The ending was pleasantly unexpected and I felt, pitched just right. I enjoyed this and would recommend it to historical fiction fans as well as those who don't enjoy the genre.
The book follows the lives of Philomena, Jonathan and Anthony who are entangled in a web of suspicion and fear as an allegation of murder threatens to ruin and socially ostracise all parties involved.
Throughout the book, the author cleverly links emotions, expressions and thought processes into the story which have arisen due to the impact of the First World War. This book subtlety emphasises the changes that the First World War has made on people's lives, where many people are searching for a new identity and place within a radically altered society.
This book is emotive, poignant and reflective due to the elements of sacrifice made by both the men of the trenches and their women waiting for them back home. Whilst men faced the brutality of the muddy battlefields, women lived through a torturous period, waiting for that dreadful telegram.
This is a very good read which contains an interesting plot involving murder and the attempt to obtain justice. However, it also serves as an essential reminder that sacrifice was made by all members of this wartime society in varying degrees.
Story follows the lives of four characters, Philomena, Dan, Jonathon and Anthony briefly through the war and then through the web that unfolds following Dan's untimely death or maybe even murder.

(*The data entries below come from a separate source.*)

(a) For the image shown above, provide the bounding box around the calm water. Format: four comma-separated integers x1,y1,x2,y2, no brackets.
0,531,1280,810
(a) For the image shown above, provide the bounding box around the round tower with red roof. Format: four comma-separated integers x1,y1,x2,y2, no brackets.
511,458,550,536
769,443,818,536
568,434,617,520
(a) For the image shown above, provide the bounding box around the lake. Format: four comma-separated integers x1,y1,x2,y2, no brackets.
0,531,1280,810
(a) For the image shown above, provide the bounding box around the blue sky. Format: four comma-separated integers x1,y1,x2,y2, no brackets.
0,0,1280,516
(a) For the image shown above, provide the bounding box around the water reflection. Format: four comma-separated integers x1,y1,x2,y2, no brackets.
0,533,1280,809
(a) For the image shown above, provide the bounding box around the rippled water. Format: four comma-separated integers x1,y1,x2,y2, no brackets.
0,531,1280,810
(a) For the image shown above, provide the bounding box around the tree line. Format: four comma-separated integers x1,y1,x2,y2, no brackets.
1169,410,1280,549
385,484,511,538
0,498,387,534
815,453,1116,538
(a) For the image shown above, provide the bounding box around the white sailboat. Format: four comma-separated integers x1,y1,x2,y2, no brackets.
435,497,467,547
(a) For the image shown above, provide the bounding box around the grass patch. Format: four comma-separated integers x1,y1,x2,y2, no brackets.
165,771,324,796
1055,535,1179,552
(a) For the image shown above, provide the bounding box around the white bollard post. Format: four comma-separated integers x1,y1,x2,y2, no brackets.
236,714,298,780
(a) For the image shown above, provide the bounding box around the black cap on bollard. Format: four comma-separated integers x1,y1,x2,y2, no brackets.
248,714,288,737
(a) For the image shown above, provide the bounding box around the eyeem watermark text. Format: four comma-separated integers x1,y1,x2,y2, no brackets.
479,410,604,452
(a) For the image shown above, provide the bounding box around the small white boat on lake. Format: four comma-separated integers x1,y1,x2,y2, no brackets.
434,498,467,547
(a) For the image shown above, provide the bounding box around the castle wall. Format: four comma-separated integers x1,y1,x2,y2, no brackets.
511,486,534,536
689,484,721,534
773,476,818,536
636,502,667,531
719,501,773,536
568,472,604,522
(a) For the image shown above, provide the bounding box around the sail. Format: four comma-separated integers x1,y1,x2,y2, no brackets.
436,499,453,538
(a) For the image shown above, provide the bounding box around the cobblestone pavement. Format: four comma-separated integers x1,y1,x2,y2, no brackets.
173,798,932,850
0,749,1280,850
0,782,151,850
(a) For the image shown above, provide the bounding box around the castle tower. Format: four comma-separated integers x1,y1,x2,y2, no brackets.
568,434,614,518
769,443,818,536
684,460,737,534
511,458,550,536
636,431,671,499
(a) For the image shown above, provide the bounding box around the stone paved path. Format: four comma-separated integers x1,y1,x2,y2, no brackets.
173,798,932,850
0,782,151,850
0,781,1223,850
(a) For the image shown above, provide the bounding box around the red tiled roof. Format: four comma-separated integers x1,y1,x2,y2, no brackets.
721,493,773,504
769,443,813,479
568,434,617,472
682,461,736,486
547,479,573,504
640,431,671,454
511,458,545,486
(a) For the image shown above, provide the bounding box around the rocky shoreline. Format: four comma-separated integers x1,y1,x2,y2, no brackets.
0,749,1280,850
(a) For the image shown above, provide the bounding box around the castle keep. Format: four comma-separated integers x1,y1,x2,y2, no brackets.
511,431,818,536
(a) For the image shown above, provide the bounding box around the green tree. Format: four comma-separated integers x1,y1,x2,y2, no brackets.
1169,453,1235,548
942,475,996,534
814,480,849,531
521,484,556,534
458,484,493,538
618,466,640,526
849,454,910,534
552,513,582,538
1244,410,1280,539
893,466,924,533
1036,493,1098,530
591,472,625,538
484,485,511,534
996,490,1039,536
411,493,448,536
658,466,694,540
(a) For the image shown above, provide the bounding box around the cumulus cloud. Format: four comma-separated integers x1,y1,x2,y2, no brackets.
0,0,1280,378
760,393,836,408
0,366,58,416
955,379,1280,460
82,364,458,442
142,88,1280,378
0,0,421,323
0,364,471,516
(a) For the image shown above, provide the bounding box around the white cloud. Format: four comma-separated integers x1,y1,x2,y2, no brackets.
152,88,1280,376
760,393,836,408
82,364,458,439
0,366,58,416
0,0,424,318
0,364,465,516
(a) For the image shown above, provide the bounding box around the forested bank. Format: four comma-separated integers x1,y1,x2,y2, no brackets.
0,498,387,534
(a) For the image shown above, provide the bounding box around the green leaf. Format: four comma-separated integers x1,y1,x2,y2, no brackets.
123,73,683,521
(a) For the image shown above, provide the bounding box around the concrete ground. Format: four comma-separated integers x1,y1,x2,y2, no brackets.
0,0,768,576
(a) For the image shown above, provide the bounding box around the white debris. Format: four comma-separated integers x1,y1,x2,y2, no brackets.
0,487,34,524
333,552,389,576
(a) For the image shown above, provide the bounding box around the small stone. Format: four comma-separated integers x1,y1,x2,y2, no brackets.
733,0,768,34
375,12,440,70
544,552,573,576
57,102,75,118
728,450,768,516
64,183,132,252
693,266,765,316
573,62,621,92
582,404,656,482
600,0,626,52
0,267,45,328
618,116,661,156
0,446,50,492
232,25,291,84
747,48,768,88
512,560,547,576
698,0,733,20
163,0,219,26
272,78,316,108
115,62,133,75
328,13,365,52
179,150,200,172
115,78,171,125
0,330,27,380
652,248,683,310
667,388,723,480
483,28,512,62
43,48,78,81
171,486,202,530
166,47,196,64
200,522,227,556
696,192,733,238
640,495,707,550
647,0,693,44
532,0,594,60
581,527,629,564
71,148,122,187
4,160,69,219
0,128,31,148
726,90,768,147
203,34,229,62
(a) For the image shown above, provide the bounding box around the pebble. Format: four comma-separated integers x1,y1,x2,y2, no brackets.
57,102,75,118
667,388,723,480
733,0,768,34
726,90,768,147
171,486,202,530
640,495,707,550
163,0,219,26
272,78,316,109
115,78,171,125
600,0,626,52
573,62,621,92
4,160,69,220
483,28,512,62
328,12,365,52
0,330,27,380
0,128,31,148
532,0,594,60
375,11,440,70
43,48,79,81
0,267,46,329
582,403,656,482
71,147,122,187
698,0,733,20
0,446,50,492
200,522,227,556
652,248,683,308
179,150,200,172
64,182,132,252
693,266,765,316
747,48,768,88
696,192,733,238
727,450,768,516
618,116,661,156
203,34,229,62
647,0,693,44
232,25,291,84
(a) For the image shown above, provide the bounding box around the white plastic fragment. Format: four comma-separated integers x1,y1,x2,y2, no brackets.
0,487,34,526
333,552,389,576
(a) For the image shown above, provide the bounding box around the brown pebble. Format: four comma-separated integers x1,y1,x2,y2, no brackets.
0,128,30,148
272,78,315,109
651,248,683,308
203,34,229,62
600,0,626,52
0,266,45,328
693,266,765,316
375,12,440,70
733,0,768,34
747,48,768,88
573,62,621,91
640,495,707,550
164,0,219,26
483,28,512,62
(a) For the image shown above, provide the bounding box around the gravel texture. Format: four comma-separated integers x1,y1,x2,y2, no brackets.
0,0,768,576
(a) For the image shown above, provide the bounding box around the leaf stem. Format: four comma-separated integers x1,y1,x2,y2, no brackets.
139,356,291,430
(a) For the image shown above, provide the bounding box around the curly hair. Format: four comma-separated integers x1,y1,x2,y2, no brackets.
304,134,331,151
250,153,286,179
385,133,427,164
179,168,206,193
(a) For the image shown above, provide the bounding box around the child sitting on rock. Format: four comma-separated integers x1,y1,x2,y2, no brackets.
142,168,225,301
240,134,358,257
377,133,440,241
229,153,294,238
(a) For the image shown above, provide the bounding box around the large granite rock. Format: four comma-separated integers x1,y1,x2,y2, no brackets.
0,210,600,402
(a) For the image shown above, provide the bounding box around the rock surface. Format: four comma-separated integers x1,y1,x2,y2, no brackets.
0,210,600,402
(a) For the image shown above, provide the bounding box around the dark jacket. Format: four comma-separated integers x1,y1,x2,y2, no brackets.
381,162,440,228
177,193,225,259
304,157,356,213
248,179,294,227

The book tells of emotions, thoughts and feelings very cleverly as Dan's fiancee tries to discover the truth behind his death. A good read with a clever plot involving the murder of a soldier, his friends and fiancee and their attempt at gaining some kind of truth and justice.
An insight into a soldiers life before and after the war and the sacrifices they and their families made so that we could be free.
I was engrossed by the story. I felt it was a very well written debut novel based on an unusual premise in my opinion. I found the characters engaging and I detested the villain of the piece with avengeance. My only criticism is that I felt the ending was a little rushed.
Well worth a read and if Mr Stafford writes anymore books then I'll be making a point of reading them.
This is quite an unusual sort of read. It's very much related to the war, but is set totally in peacetime. I liked the way the story unfolded, and the reader found out what had happened to Dan, and read along as Philomena contacts Jonathan, the man who was with Dan when he died, and finds out exactly what happened.
I read the book really quickly, and I think it is the sort of book that pulls you along with the intrigue in the story. My one reservation would be that I don't think many women would have behaved as Philomena did in 1918, but perhaps some did - who knows?
A very good read, and an excellent choice for a November themed read.